Selon certains observateurs, la caractéristique dominante des relations industrielles en Amérique du Nord est la fréquence étonnamment élevée des grèves (voir grèves et lock-out). Des études révèlent aussi que la fréquence des actes violents et illégaux perpétrés durant les conflits de travail est beaucoup plus élevée aux États-Unis et au Canada que dans les autres pays industrialisés comparables, une caractéristique attribuée à quelques facteurs politiques et institutionnels que le Canada partage avec les États-Unis jusque dans les années 60.
Ces facteurs comprennent, entre autres, le phénomène relativement récent de la « syndicalisation en bloc » à grande échelle, les résidus substantiels de la tension et de l'hostilité mutuelle découlant de l'opposition généralisée, prolongée et souvent violente des employeurs envers les syndicats, les rivalités intenses entre les syndicats concernant l'organisation et le leadership, la structure très décentralisée de l'organisation syndicale et de la négociation collective dans la plupart des industries et l'absence d'un parti ouvrier fort ou dominant, capable de saisir le pouvoir à l'échelle nationale.

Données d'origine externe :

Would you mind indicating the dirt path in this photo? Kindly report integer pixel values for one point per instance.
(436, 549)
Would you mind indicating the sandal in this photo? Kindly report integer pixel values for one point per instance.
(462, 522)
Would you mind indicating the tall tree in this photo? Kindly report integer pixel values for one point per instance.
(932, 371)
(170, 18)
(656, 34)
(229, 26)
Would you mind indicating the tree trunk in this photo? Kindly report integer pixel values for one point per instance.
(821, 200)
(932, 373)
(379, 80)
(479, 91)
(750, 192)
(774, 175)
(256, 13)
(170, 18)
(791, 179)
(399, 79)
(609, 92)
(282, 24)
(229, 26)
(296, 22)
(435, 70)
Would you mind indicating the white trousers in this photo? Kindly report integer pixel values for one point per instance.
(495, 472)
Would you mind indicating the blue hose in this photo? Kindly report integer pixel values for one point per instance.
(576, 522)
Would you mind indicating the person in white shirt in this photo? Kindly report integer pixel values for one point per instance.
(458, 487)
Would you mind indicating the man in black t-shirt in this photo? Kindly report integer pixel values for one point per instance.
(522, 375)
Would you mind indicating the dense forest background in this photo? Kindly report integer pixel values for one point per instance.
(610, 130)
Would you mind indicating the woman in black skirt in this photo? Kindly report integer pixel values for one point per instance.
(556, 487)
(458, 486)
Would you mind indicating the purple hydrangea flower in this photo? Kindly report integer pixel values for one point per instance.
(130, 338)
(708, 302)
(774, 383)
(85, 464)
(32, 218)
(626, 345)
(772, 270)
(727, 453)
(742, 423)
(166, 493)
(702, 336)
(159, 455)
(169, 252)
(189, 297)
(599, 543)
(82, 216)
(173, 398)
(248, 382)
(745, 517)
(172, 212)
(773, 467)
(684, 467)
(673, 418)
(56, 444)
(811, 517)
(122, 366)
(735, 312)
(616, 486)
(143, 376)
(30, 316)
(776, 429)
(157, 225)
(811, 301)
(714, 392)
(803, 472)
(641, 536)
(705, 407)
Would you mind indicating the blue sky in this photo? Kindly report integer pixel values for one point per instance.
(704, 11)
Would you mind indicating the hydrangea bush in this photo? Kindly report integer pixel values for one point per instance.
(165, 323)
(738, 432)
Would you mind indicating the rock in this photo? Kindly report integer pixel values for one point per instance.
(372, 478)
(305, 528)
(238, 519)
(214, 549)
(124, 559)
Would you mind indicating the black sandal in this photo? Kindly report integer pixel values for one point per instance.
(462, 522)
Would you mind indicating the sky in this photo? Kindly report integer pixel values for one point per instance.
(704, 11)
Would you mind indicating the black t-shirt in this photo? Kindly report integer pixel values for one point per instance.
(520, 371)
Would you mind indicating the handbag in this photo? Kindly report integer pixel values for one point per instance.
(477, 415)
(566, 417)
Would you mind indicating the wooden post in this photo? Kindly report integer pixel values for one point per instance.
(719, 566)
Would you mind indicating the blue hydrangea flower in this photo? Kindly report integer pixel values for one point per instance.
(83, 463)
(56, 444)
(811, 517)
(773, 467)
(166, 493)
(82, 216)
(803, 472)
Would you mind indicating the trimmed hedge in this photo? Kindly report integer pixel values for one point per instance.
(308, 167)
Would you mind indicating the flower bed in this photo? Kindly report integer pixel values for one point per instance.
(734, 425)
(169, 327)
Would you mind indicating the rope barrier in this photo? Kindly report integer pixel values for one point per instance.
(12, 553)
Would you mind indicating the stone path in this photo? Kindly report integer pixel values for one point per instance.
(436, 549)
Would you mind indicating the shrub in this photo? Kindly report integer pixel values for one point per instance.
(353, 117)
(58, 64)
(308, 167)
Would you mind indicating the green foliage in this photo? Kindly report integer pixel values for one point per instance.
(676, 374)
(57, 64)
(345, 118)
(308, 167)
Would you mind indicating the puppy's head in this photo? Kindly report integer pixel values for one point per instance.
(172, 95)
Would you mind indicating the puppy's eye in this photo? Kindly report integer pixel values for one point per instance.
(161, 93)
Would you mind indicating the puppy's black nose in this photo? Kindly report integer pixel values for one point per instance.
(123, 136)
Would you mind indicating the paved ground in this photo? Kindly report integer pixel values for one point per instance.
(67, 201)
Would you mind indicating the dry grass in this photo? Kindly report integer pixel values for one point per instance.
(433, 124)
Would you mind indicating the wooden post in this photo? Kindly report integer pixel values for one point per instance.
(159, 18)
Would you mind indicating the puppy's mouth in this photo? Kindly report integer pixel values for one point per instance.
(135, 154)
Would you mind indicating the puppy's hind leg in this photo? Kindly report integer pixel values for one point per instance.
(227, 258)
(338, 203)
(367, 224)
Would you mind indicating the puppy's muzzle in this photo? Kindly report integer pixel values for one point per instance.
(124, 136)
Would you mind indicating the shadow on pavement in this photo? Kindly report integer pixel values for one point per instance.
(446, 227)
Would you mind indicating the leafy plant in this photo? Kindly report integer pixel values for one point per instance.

Toutefois, en dépit de ces grandes similarités, les relations du travail au Canada se distinguent de celles des États-Unis à certains égards importants, et ces différences se sont, semble-t-il, accentuées au cours des dernières années. Par exemple, jusqu'à la fin des années 50, la fréquence des grèves au Canada est bien en deçà de celle notée aux États-Unis. Le Canada est en effet alors moins industrialisé et le taux de syndicalisation y est plus faible. Cependant, durant et après la Deuxième Guerre mondiale, il traverse une période d'industrialisation rapide et de croissance syndicale. Vers le milieu des années 50, le pourcentage des travailleurs non agricoles syndiqués rejoint pratiquement celui des États-Unis. Puis, à la fin des années 60 et au cours des années 70, survient une autre vague, avec l'essor des syndicats du secteur public. En 1987, 37,6 p. 100 des travailleurs non agricoles du Canada sont syndiqués, contre moins de 20 p. 100 aux États-Unis.
La force relative des syndicats au Canada est aussi affectée par les divisions culturelles et ethniques entre travailleurs, surtout par l'immense fossé séparant les francophones et les anglophones et illustré par la formation au Québec de la Confédération des Syndicats Nationaux, un organisme francophone distinct. Des divisions prononcées d'ordre géographique et politique nuisent aussi à l'efficacité de la syndicalisation et opposent dans bien des cas les intérêts des travailleurs d'une région à ceux des travailleurs d'une autre région. Par exemple, les intérêts des travailleurs des abattoirs de l'industrie alimentaire de l'Est du Canada sont souvent en conflit avec ceux de leurs homologues de l'Ouest, surtout en matière de transport, de commerce international et de subventions gouvernementales.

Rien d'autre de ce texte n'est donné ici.